Problems

Prove that in any set of 117 unique three-digit numbers it is possible to pick 4 non-overlapping subsets, so that the sum of the numbers in each subset is the same.

Let’s denote any two digits with the letters $A$ and $X$. Prove that the six-digit number $XAXAXA$ is divisible by 7 without a remainder.

The numbers $p$ and $q$ are such that the parabolas $y=-2x^2$ and $y=x^2+px+q$ intersect at two points, bounding a certain figure.

Find the equation of the vertical line dividing the area of this figure in half.

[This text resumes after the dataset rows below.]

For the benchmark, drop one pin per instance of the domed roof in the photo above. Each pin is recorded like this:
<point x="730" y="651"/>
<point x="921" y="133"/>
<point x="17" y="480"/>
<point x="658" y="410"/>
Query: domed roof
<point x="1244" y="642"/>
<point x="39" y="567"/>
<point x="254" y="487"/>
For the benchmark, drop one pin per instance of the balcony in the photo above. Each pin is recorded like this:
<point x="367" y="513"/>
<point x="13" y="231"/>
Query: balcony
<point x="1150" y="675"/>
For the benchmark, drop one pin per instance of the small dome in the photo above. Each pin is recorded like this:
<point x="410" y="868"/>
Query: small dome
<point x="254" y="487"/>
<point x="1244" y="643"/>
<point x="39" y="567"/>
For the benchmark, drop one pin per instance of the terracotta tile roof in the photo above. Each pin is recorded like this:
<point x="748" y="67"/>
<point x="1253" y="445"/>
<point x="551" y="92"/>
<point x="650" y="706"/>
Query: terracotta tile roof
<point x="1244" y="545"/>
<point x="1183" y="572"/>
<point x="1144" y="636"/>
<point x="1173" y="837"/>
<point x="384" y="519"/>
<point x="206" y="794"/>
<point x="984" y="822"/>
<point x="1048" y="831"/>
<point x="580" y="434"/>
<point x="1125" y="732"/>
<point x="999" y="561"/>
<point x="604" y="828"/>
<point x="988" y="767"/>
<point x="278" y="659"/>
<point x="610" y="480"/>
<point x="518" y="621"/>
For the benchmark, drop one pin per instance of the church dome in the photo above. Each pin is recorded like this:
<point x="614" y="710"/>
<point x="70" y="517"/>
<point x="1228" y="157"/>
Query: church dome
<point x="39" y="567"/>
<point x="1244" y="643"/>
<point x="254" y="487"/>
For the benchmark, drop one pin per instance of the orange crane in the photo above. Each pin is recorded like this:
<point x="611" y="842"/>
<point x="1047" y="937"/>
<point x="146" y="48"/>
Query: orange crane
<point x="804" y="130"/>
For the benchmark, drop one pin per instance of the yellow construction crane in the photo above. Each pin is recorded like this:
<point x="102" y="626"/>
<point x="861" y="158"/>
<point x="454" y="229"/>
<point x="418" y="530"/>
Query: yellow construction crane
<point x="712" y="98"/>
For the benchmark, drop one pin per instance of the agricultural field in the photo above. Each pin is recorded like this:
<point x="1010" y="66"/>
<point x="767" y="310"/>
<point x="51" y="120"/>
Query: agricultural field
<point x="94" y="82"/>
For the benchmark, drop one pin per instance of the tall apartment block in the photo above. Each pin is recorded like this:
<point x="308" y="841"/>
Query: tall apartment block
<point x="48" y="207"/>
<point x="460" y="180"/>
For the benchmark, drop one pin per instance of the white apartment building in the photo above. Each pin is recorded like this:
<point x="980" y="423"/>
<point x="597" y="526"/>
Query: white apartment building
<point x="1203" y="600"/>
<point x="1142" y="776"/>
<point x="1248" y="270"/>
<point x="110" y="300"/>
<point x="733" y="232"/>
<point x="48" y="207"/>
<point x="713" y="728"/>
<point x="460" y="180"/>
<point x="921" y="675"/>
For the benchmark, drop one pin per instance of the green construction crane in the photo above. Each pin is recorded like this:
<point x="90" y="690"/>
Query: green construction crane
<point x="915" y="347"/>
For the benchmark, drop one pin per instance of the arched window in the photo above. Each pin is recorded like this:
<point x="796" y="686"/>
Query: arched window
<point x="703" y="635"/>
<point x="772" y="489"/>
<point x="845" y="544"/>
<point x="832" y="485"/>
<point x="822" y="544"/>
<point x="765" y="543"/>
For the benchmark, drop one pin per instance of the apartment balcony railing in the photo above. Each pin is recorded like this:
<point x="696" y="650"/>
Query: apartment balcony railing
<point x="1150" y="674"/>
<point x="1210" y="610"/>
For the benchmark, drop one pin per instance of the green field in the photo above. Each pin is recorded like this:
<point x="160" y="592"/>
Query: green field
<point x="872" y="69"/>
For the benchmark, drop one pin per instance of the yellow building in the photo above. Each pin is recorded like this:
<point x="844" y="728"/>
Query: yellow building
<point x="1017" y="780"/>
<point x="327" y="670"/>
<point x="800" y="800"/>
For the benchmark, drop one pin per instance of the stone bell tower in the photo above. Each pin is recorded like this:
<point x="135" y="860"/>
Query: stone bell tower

When water is drained from a pool, the water level $h$ in it varies depending on the time $t$ according to the function $h(t)=a{t}^2+bt+c$, and at the time $t_0$ of when the draining is ending, the equalities $h(t_0)=h^{\prime }(t_0)=0$ are satisfied. For how many hours does the pool drain completely, if in the first hour the water level in it is reduced by half?

What is the smallest number of ‘L’ shaped ‘corners’ out of 3 squares that can be marked on an $8\times 8$ square grid, so that no more ’corners’ would fit?

Three circles are constructed on a triangle, with the medians of the triangle forming the diameters of the circles. It is known that each pair of circles intersects. Let $C_1$ be the point of intersection, further from the vertex $C$, of the circles constructed from the medians $A{M}_1$ and $B{M}_2$. Points $A_1$ and $B_1$ are defined similarly. Prove that the lines $A{A}_1$, $B{B}_1$ and $C{C}_1$ intersect at the same point.

The function $f(x)$ is defined on the positive real $x$ and takes only positive values. It is known that $f(1)+f(2)=10$ and $f(a+b)=f(a)+f(b)+2\sqrt{f(a)f(b)}$ for any $a$ and $b$. Find $f(2^{2011})$.

On a chessboard, $n$ white and $n$ black rooks are arranged so that the rooks of different colours cannot capture one another. Find the greatest possible value of $n$.

Does there exist a real number $\alpha$ such that the number $\cos \alpha$ is irrational, and all the numbers $\cos 2\alpha$, $\cos 3\alpha$, $\cos 4\alpha$, $\cos 5\alpha$ are rational?

Solve the inequality: $\lfloor x\rfloor \times \{x\}<x-1$.